Atomistic tight-binding theory of multiexciton complexes in a self-assembled InAs quantum dot

Abstract

We present atomistic tight-binding theory of electronic structure and optical properties of InAs/GaAs self-assembled quantum dots. The tight-binding model includes zincblende symmetry, faceting, and $s{p}^{3}{d}^{5}{s}^{\ensuremath{\ast}}$ atomic orbitals accounting for interband and intervalley couplings. The equilibrium positions of atoms are calculated using valence force field method and modification of the tight-binding Hamiltonian due to strain is accounted for using Harrison's law. The electronic and optical properties of multiexciton complexes are then determined by diagonalizing the many-body Hamiltonian for interacting electrons and holes using the configuration-interaction approach.
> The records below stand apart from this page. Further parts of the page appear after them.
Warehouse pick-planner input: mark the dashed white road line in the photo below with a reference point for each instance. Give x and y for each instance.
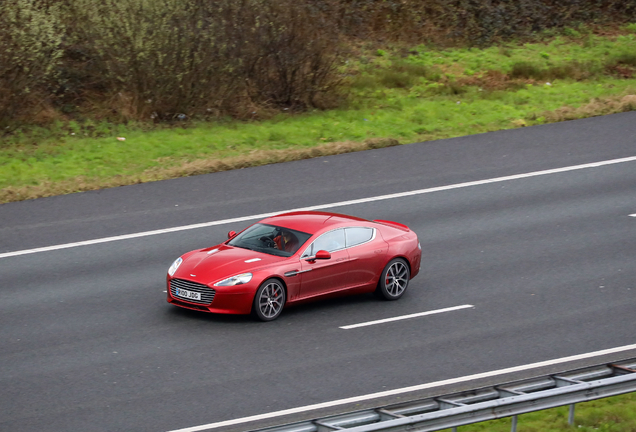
(387, 393)
(403, 317)
(319, 207)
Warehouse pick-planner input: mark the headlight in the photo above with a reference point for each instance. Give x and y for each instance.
(235, 280)
(175, 265)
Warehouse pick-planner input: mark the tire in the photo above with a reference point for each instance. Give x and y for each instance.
(394, 280)
(269, 300)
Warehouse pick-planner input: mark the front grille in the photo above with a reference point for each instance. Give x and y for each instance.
(207, 293)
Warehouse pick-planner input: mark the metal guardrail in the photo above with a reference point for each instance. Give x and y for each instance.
(489, 403)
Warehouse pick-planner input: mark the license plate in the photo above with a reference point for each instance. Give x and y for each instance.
(188, 294)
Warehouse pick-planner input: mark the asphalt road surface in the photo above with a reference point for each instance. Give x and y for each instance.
(547, 263)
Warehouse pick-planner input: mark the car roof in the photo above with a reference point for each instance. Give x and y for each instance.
(311, 222)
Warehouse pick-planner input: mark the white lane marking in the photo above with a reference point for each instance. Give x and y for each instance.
(403, 317)
(406, 389)
(318, 207)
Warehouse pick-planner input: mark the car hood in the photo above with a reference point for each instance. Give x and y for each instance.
(212, 265)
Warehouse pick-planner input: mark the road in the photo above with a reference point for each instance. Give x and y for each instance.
(546, 262)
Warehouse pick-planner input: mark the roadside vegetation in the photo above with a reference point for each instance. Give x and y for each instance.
(615, 414)
(98, 94)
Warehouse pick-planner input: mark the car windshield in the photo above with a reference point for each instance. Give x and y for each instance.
(270, 239)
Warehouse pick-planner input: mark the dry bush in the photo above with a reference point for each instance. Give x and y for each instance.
(475, 22)
(167, 59)
(30, 37)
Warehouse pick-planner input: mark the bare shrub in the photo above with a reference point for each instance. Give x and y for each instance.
(158, 58)
(30, 36)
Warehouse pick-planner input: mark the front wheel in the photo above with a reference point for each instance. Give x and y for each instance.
(269, 300)
(394, 279)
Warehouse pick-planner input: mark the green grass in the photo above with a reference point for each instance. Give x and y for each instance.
(615, 414)
(424, 95)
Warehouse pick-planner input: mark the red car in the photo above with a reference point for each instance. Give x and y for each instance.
(295, 257)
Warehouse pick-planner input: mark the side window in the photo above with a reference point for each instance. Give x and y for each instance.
(356, 236)
(331, 241)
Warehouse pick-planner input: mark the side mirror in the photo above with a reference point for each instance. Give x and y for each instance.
(323, 255)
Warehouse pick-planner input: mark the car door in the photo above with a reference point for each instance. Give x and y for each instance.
(323, 276)
(367, 254)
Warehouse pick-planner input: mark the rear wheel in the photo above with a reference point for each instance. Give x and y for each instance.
(269, 300)
(394, 279)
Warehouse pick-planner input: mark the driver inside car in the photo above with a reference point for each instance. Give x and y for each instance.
(286, 241)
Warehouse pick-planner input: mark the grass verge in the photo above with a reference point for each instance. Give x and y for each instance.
(397, 96)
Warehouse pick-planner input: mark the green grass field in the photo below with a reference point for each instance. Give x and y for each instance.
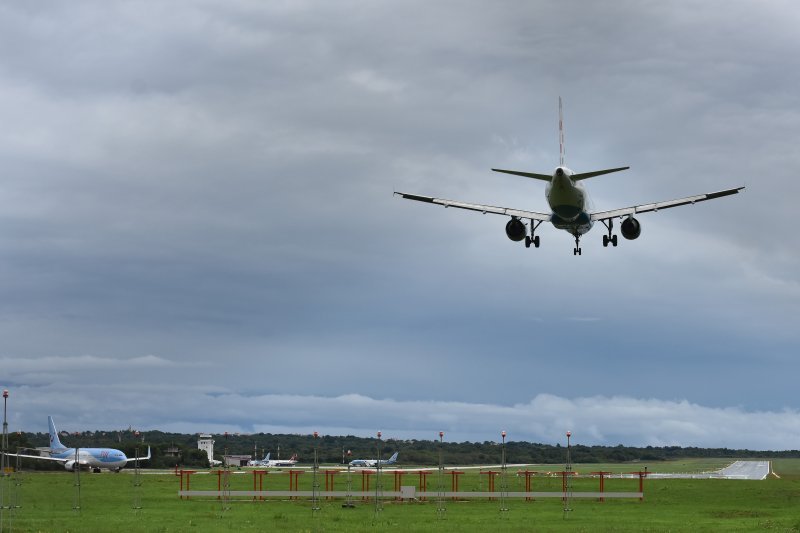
(107, 504)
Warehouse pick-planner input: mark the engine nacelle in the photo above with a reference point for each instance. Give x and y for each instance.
(515, 229)
(630, 228)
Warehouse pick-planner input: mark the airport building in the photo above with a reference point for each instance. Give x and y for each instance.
(206, 443)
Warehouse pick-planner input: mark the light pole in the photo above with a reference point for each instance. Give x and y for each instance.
(314, 481)
(4, 460)
(378, 477)
(503, 481)
(567, 482)
(440, 509)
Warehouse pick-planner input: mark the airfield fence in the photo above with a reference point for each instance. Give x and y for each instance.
(407, 492)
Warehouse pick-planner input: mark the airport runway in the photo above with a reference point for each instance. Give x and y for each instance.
(737, 470)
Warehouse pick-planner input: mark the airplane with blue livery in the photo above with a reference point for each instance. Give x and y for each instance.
(569, 204)
(89, 458)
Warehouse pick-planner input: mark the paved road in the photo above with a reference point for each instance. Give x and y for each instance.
(737, 470)
(746, 470)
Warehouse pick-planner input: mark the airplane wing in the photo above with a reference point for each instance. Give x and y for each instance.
(644, 208)
(478, 207)
(140, 458)
(60, 460)
(547, 177)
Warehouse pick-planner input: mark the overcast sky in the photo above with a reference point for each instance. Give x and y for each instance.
(198, 231)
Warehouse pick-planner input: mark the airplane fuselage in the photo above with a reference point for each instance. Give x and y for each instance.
(109, 458)
(569, 202)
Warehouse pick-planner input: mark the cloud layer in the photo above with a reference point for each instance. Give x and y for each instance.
(198, 201)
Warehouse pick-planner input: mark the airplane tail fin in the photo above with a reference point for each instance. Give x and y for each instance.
(141, 458)
(55, 444)
(560, 134)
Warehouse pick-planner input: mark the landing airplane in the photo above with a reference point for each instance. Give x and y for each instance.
(569, 204)
(91, 458)
(371, 463)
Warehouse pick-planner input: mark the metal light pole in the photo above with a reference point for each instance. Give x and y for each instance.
(4, 461)
(440, 508)
(378, 488)
(315, 482)
(503, 481)
(567, 482)
(4, 494)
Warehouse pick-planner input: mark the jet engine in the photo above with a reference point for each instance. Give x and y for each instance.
(515, 229)
(630, 228)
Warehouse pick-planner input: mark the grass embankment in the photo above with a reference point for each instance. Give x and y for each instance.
(107, 502)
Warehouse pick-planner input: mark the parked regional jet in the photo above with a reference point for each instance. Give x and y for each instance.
(92, 458)
(569, 204)
(371, 463)
(266, 461)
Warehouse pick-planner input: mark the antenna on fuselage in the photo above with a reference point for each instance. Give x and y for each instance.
(560, 133)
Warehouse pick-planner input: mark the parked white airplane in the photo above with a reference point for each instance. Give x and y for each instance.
(266, 461)
(92, 458)
(569, 204)
(371, 463)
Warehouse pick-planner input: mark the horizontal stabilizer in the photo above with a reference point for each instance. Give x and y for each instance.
(584, 175)
(543, 177)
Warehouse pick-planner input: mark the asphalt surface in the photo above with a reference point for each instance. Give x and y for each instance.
(738, 470)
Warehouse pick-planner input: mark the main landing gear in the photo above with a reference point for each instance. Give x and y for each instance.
(612, 239)
(533, 239)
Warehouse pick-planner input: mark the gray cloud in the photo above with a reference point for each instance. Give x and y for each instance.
(211, 184)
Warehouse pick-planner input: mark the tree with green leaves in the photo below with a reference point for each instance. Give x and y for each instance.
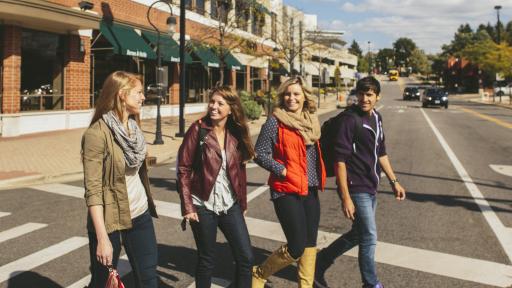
(403, 50)
(420, 62)
(386, 58)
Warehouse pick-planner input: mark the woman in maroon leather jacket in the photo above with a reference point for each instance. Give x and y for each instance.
(213, 188)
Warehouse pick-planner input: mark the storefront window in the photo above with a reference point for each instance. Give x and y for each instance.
(42, 81)
(200, 7)
(197, 83)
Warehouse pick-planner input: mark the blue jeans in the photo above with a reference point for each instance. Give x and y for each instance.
(232, 224)
(363, 233)
(140, 245)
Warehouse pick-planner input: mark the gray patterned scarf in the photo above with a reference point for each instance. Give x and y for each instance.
(134, 145)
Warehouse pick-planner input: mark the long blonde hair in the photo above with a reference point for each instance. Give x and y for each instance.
(119, 82)
(309, 103)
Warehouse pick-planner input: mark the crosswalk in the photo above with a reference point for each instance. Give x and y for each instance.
(443, 264)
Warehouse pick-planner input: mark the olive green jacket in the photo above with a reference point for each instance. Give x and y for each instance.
(104, 178)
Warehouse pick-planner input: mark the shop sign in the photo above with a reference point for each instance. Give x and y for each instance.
(136, 53)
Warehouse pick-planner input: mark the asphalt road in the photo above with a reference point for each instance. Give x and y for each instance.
(454, 229)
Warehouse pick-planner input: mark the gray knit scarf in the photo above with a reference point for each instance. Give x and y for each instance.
(134, 145)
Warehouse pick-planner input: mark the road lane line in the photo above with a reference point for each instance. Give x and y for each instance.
(465, 268)
(488, 118)
(20, 230)
(41, 257)
(123, 268)
(502, 169)
(503, 234)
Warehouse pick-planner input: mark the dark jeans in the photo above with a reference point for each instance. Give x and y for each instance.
(362, 234)
(299, 217)
(232, 224)
(140, 245)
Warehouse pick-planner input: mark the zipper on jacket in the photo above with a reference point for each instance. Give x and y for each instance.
(375, 145)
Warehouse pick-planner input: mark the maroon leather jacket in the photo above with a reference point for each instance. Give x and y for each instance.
(201, 182)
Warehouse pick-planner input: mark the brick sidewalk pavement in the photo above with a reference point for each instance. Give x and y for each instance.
(55, 156)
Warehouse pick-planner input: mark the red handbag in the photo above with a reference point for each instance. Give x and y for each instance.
(113, 281)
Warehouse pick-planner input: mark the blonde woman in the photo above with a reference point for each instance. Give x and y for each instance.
(288, 148)
(120, 206)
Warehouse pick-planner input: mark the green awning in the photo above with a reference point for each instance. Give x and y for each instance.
(232, 62)
(207, 56)
(126, 41)
(169, 48)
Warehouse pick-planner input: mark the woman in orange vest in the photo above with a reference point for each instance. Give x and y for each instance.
(288, 148)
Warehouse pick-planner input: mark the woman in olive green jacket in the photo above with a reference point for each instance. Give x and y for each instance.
(117, 192)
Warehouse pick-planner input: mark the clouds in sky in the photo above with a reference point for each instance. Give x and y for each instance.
(430, 23)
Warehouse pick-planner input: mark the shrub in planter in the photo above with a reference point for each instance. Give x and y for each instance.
(252, 109)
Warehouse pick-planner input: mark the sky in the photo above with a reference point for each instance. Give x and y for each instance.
(429, 23)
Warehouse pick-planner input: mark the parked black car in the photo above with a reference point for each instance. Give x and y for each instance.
(411, 93)
(435, 97)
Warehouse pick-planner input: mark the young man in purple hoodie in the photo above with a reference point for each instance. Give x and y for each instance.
(359, 160)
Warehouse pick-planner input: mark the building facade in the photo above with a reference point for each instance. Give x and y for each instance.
(56, 54)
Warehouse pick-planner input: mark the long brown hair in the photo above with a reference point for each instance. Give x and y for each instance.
(309, 103)
(237, 122)
(116, 83)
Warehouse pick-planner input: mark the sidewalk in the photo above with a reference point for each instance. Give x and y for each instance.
(55, 156)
The calculations of strain distribution approach ${10}^{8}$ atoms while the electron and valence hole single-particle states are calculated by diagonalization of the Hamiltonian matrix with size on the order of ${10}^{7}$. The dependence of predicted electronic and optical properties on InAs/GaAs valence-band offset and InAs absolute valence-band deformation potentials are described. The reliability of the atomistic calculations is assessed by comparison with results obtained from the effective bond orbital model and empirical pseudopotentials method.